Aboard the Aquitaine by Georges Simenon




A typical Simenon romans durs (intense psychological novel) features a protagonist's everyday world shattered by catastrophe - murder (The Strangers in the House), death of a friend (The Hand), kidnapping (Red Lights), fatal auto accident (The Accomplices), fatal illness (The Iron Staircase).

With Aboard the Aquitaine, the famous Belgium/French author takes a different tact - rather than one life-changing event, the main character, a physician by the name of Donadieu, must deal with a string of challenges aboard an ocean liner's three week journey from the mouth of the Congo in West Africa to a port city in France.

A short novel that can be read in an afternoon, Aboard the Aquitaine is included with Talatala and Tropic Moon as part of African Trio published by Harcourt Brace Jovanovich. I posted separate reviews for the other two novels.

Turning to Aboard the Aquitaine, readers are treated to Simenon's signature laser sharp insights into human nature and relationships. Here's a batch of snapshots as the good Dr. Donadieu makes his rounds:

"Lachaux, an old colonial who owned a whole province in the Congo." ---------- This beefy, huge, muscular brute of a man is almost a stereotype - the poor laborer turned wealthy owner by way of a lifetime of murder (mostly of blacks), exploitation (mostly of blacks), cheating and stealing (everybody). And, almost predictably, Lachaux tries to bully everyone on the ship.

"This was not the first time they had shipped Chinese. Thousands had been taken to Pointe-Noire to work on the railroad, because the blacks could not tolerate the work." ---------- Many are the stinging social commentaries. But packing Chinese together on a ship can have dire consequences - aboard the Aquitaine, Donadieu must deal with crisis: several of those Chinese die on board. Donadieu says it was typhus but the white passengers think it could be a transmittable disease.

"The blacks on deck did not exist." ---------- Simenon write this novel in the 1970s. Even at that date, he could see Europeans still treated native Africans as if they were little more than nameless, faceless animals.
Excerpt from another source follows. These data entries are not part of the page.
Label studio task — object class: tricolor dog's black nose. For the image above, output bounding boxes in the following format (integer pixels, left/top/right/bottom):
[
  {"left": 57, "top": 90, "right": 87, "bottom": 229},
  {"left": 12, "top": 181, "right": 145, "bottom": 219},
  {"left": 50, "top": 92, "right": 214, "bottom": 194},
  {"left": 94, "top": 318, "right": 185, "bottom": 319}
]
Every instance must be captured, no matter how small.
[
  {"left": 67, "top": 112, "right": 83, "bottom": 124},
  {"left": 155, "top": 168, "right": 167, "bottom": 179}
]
Such despicable racism!!

"Captain Claude, who was meticulous, punctual, a stickler for the rules, hated nothing so much as guerrilla fighters like Lachaux." ---------- The Captain is all business and a completely honest perfectionist, just the type of person to come in conflict with the likes of bigmouth bully Lachaux.

"Yet he felt that some people were destined to suffer a catastrophe, just as others were born to live a long and peaceful life." ---------- Throughout the entire novel, by way of the doctor, Simenon ponders philosophic questions - life and death, fate and freedom.

"The crazy man said that if the children went on making so much noise he would throw them overboard." ----------- Nothing like having a passenger completely insane aboard to spice up the action. Fortunately, the Aquitaine has a padded cabin functioning as a padded cell.

"He blushed. He was acting as though he was jealous of Huret, or, rather, as though he resented the fact that Huret was not confirming his predictions by heading straight into some kind of disaster." -------------- The doctor takes a particular interest in 23-year-old Huret, an accountant returning from his post in Africa to France, a man with wife and sick baby on board, a man in a heap of debt.

"If this goes on," she said calmly, "I'm going to ask you to give me some Veronal."
"What would you want it for?"
"To kill myself with."
--------------------- So says Huret's wife. The doctor must deal with his patients aboard with tenderness and compassion.

"What was upsetting him was Madame Dassonville's standing apart from the others." ---------- This lady is another stereotype aboard an ocean liner: the wealthy, snooty European who would like to believe she is in Paris not a ship, someone who treats all officers, even the Captain, as her personal servants.

"Donadieu got up and did his ten times around the deck, striding along by himself, and then went down to his cabin, slowly washed, and took the little pot of opium from his cupboard, along with the pipe, the oil lamp, and the needles." ---------- Simenon wants us to appreciate all facets of the doctor's life on the 3-week voyage.

Pick up African Trio and read all 3 Simenon novels. So worth your time.